Все почему-то посмотрели на меня. Потом на портрет. Потом снова на меня. Пушкин со всеми.
— А можно пример
— Из моей, — уточнил кто-то. По-моему, это тот, который вспомнил про бога. Может, Достоевский?
— Нет, из моей, — поспорили с ним.
— Из моей лучше!
— Из вашей? Я вас умоляю!
— Думаю, моя книга, — вступил в полемику стыдливый молодой человек с ангельской внешностью, — в качестве примера подходит лучше всего! Давайте из моей!
— Нет-нет, — решительно сказал Иван Фёдоров. — Только не из вашей, Иван Семёныч! Пощадите наши души!
Мне стало жаль Ивана Семёныча и я за него вступился.
— А почему, собственно, нет? Мне кажется, любой из вас достоин того, чтобы его цитировали! Или вы попали сюда по протекции?
— Вот именно! — воскликнул Пушкин. — Пииты и временщики! Пускай читает, его слова актуальны в любое время суток! Читайте, господин Барков, глаголом жгите сердца людей!
— Ну вот, — недовольно хмыкнул Достоевский, — начинается!
Иван Семёныч прочитал, не вставая, без подготовки:
Бузник не равен Геркулесу,
Вступив в размашку, начал пхать,
И самому так ввек Зевесу
Отнюдь мудом не раскачать.
Кулак его везде летает,
Крушит он зубы внутрь десён.
Как гром он уши поражает,
Далече слышен в жопе звон.
Трепещет сердце, печень бьётся,
Тут он сделал паузу и выразительно посмотрел на Пушкина.
— В портках с потылиц отдаётся! — закончил Пушкин.
И рукою на автора указывает, театрально так — вот он, мол, гений русской изящной словесности! Прошу любить и жаловать!
— Ну и? — Первопечатник прикрыл ладонью глаза. — Есть, по-вашему во всём этом словоблудстве хоть что-нибудь к месту и ко времени?
За столом — ни слова, все в размышлениях.
— И что теперь, — обратился ко мне Достоевский. — Заберёте богохульника?
— Зачем же забирать? Куда?
Я посмотрел на Ивана Семёныча — тот плакал. А Пушкин его по голове гладил.
— Известно, куда, — ворчал Достоевский. — К себе, в Чёрный Квадрат!

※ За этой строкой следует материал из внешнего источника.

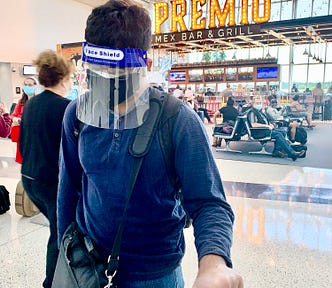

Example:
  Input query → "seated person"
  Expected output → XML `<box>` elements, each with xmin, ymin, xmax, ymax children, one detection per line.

<box><xmin>290</xmin><ymin>95</ymin><xmax>315</xmax><ymax>127</ymax></box>
<box><xmin>212</xmin><ymin>97</ymin><xmax>239</xmax><ymax>147</ymax></box>
<box><xmin>205</xmin><ymin>88</ymin><xmax>215</xmax><ymax>96</ymax></box>
<box><xmin>187</xmin><ymin>96</ymin><xmax>212</xmax><ymax>123</ymax></box>
<box><xmin>312</xmin><ymin>83</ymin><xmax>324</xmax><ymax>113</ymax></box>
<box><xmin>265</xmin><ymin>97</ymin><xmax>300</xmax><ymax>142</ymax></box>
<box><xmin>248</xmin><ymin>106</ymin><xmax>305</xmax><ymax>161</ymax></box>
<box><xmin>221</xmin><ymin>83</ymin><xmax>233</xmax><ymax>97</ymax></box>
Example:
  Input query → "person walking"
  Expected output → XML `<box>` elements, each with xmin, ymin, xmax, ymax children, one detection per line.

<box><xmin>57</xmin><ymin>0</ymin><xmax>243</xmax><ymax>288</ymax></box>
<box><xmin>19</xmin><ymin>50</ymin><xmax>73</xmax><ymax>288</ymax></box>
<box><xmin>0</xmin><ymin>102</ymin><xmax>12</xmax><ymax>138</ymax></box>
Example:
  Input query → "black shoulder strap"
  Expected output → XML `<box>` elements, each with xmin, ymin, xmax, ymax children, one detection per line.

<box><xmin>129</xmin><ymin>88</ymin><xmax>163</xmax><ymax>157</ymax></box>
<box><xmin>158</xmin><ymin>94</ymin><xmax>183</xmax><ymax>190</ymax></box>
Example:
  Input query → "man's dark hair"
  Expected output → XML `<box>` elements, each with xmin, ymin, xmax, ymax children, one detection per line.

<box><xmin>85</xmin><ymin>0</ymin><xmax>151</xmax><ymax>50</ymax></box>
<box><xmin>226</xmin><ymin>97</ymin><xmax>234</xmax><ymax>106</ymax></box>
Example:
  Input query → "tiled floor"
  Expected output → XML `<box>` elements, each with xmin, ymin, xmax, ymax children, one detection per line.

<box><xmin>0</xmin><ymin>136</ymin><xmax>332</xmax><ymax>288</ymax></box>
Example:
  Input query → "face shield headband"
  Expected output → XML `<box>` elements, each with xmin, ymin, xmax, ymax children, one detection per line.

<box><xmin>77</xmin><ymin>43</ymin><xmax>149</xmax><ymax>129</ymax></box>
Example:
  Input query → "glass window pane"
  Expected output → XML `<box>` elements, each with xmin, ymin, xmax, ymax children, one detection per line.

<box><xmin>296</xmin><ymin>0</ymin><xmax>312</xmax><ymax>18</ymax></box>
<box><xmin>281</xmin><ymin>1</ymin><xmax>292</xmax><ymax>20</ymax></box>
<box><xmin>292</xmin><ymin>65</ymin><xmax>307</xmax><ymax>92</ymax></box>
<box><xmin>324</xmin><ymin>42</ymin><xmax>332</xmax><ymax>62</ymax></box>
<box><xmin>313</xmin><ymin>0</ymin><xmax>329</xmax><ymax>16</ymax></box>
<box><xmin>293</xmin><ymin>45</ymin><xmax>308</xmax><ymax>64</ymax></box>
<box><xmin>324</xmin><ymin>64</ymin><xmax>332</xmax><ymax>91</ymax></box>
<box><xmin>278</xmin><ymin>46</ymin><xmax>289</xmax><ymax>64</ymax></box>
<box><xmin>280</xmin><ymin>65</ymin><xmax>289</xmax><ymax>93</ymax></box>
<box><xmin>270</xmin><ymin>1</ymin><xmax>280</xmax><ymax>21</ymax></box>
<box><xmin>308</xmin><ymin>64</ymin><xmax>324</xmax><ymax>89</ymax></box>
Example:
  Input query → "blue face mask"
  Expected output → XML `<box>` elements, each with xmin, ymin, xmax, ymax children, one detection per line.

<box><xmin>255</xmin><ymin>104</ymin><xmax>263</xmax><ymax>110</ymax></box>
<box><xmin>23</xmin><ymin>85</ymin><xmax>35</xmax><ymax>96</ymax></box>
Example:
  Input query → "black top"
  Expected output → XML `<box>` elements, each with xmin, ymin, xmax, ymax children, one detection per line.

Разве не там ему место?
— Иван Фёдорович, — попросил я издателя, — хватит рукою закрываться. Ведите собрание!
Потом ещё сколько-то времени говорили об актуальности книги, о её значении для каждого, кто говорит по-русски. Мнения, в целом, были положительные — книга нужная, более того — прикладная. Можно даже использовать её в качестве учебного пособия и сдавать по ней экзамен. Например:
Вопрос 1: Допустимо ли в ситуации, когдамедработник вместо капельницы сделал вам клизму, напоминать ему о его родственниках?